“I ask you to close your eyes and think back to one important moment in your lives when you need to be thankful to God for giving you what you asked. And when you have done so give thanks to God” These were the final words from Fr Martin Arlando’s homily on the Feast Day of St Faustina. The mass was celebrated on the evening of the 1st October.
Fr Martin began his homily by relating a story of a kind person who had helped a poor woman selling bananas by just giving her RM5 each day without accepting any bananas in return. The woman just took the money without any word of thanks. After three months when the same person came around the woman told him that the price of bananas had gone up to RM7 and that he need increase his gift. The man promptly gave her RM7 and never returned. Ingratitude is one of the most dangerous plague affecting us everywhere everyday. We often fret for many things we need in our lives and when we get it we accept it and conveniently think no more of who gave it to us. We forget the two simple words “Thank You”.
In explaining the gospel reading of Luke 17:11-19 regarding the healing of the ten lepers by Jesus when on his way to Jerusalem, Fr Martin touched on the nature and true meaning of gratitude. Leprosy was considered by the Jewish community to be a result of sin. Lepers were outcasts living together with other lepers in a community of those similarly afflicted and depended on alms to live. It was the same as being a Gentile in the Jewish community thus the Samaritan leper was accepted among the Jewish lepers. They would have to show themselves to a priest to certify that they were cured. Therefore, it was out of faith that the ten lepers cried to Jesus to cure them. Faith is a wonderful virtue but without love, faith is meaningless. Only one of the lepers returned to show his gratitude to Jesus and it was a Samaritan. Returning to give thanks cannot happen if we do not remember what has been done for us. St Paul has reminded us to remember with a grateful heart. In life, many people are not appreciative of the things that have been done for them. This is often true even with our own family and relatives. Often people think that these gifts are their given rights. Ingratitude is often worse than leprosy. Only the Samaritan was saved because he had a change of heart to show his appreciation for what God had done for him.

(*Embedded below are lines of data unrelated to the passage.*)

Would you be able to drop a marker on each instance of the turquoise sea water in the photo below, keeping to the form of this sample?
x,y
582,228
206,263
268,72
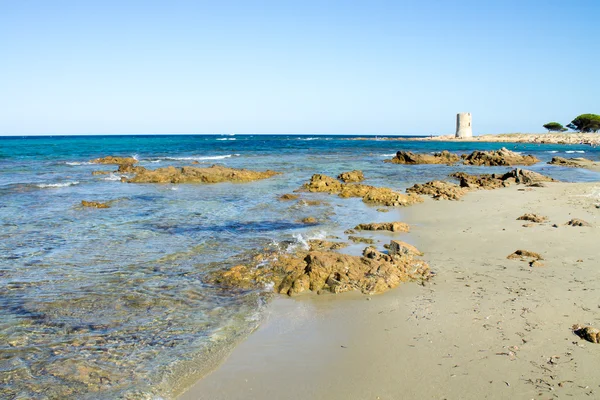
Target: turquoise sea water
x,y
113,303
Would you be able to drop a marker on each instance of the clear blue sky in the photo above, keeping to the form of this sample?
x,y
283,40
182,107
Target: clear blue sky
x,y
384,67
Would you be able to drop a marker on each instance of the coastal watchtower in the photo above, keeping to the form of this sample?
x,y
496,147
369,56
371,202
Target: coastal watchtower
x,y
463,125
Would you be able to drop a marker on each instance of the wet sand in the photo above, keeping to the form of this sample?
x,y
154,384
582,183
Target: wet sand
x,y
484,327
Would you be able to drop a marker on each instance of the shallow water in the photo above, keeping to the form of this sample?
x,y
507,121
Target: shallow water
x,y
112,303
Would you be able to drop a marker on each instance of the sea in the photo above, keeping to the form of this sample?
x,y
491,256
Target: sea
x,y
115,303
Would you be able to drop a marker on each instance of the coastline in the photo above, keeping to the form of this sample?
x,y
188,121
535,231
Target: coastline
x,y
485,325
592,139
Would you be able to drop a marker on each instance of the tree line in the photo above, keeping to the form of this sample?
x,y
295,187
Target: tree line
x,y
583,123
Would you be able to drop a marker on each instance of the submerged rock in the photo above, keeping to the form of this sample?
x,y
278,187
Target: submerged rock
x,y
352,176
495,181
384,226
212,174
94,204
532,218
578,222
114,160
577,162
408,157
369,194
439,190
587,332
399,247
498,158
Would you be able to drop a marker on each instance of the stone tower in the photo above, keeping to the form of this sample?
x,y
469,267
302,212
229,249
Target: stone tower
x,y
463,125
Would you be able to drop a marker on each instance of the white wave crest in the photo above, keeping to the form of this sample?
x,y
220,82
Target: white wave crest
x,y
57,185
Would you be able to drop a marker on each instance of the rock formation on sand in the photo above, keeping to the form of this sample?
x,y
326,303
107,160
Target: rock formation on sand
x,y
498,158
94,204
369,194
578,162
115,160
352,176
494,181
587,332
384,226
439,190
408,157
329,271
532,218
213,174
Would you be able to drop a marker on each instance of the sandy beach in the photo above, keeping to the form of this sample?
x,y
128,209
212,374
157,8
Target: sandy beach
x,y
484,327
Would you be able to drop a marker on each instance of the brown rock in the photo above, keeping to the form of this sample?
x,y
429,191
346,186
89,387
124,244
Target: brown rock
x,y
94,204
352,176
533,218
114,160
403,248
587,332
288,196
578,222
439,190
213,174
525,255
384,226
407,157
498,158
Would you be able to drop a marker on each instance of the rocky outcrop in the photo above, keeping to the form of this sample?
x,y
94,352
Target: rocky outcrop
x,y
213,174
384,226
577,162
494,181
94,204
498,158
115,160
403,248
352,176
587,333
288,196
439,190
369,194
408,157
578,222
533,218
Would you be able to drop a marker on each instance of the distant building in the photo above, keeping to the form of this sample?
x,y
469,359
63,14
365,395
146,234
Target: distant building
x,y
463,125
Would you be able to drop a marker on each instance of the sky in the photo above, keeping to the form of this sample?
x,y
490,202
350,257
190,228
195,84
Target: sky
x,y
339,67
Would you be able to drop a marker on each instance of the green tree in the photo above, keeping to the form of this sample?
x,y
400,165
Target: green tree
x,y
585,123
554,127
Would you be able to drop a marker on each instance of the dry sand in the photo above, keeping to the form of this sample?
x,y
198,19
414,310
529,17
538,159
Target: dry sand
x,y
484,327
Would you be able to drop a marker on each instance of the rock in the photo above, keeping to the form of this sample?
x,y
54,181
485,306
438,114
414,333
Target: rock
x,y
213,174
578,222
352,176
532,218
439,190
587,332
358,239
288,196
323,183
525,255
495,181
384,226
578,162
369,194
114,160
498,158
403,248
94,204
407,157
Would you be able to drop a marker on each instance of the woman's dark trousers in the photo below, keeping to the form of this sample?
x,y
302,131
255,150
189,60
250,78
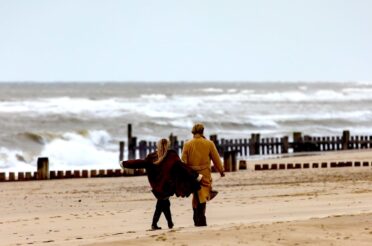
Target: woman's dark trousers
x,y
162,206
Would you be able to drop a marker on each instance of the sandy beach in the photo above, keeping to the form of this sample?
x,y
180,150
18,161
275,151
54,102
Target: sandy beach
x,y
283,207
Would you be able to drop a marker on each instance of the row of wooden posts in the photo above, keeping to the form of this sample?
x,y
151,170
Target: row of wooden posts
x,y
255,145
43,172
276,166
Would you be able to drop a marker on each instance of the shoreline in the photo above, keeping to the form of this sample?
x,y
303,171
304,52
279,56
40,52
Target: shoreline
x,y
254,208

In ending the homily, Fr Martin then went on to relate a story of man who went to heaven and saw that there was a place filled with rooms where petitions to God were being processed and handed over to be granted by God. Some petitions were given straight approval, others were rejected and some others a “wait and see, all in my good time”. The angels there were so busy sorting, categorizing and dispatching them. However, as he passed on, he saw a dark room with just one angel in it dozing off. On inquiring, he was told this is the room that they sorted all the Thank you notes from those who were granted their petitions. This is often the case where God is left alone and only sort after when we are in need of something but forgotten promptly after we receive what we ask. Fr reminded the congregation not to let the gospel of that day fall on deaf ears. We need to be thankful to God and the best way to show our gratefulness is to listen and to obey the Word of God. The Holy Father, Pope Francis has continued to ask us to put our trust in God. So did St Faustina where she has repeatedly said in her diary the words, Jesus, I Trust in You.
At the end of mass, Fr Martin accompanied on a procession of the statue of St Faustina carried in a bed of roses. During this time the Divine Mercy Chaplet was recited and at various stations flower girls showered petals in its path. After the procession, the congregation lined up to venerate the relic of St Faustina.
All those who came were also treated to dinner sponsored by a few families from the Ministry of Hospitality. It was an occasion where the parishioners came together as a family celebrating the feast day of our patron saint, St Faustina.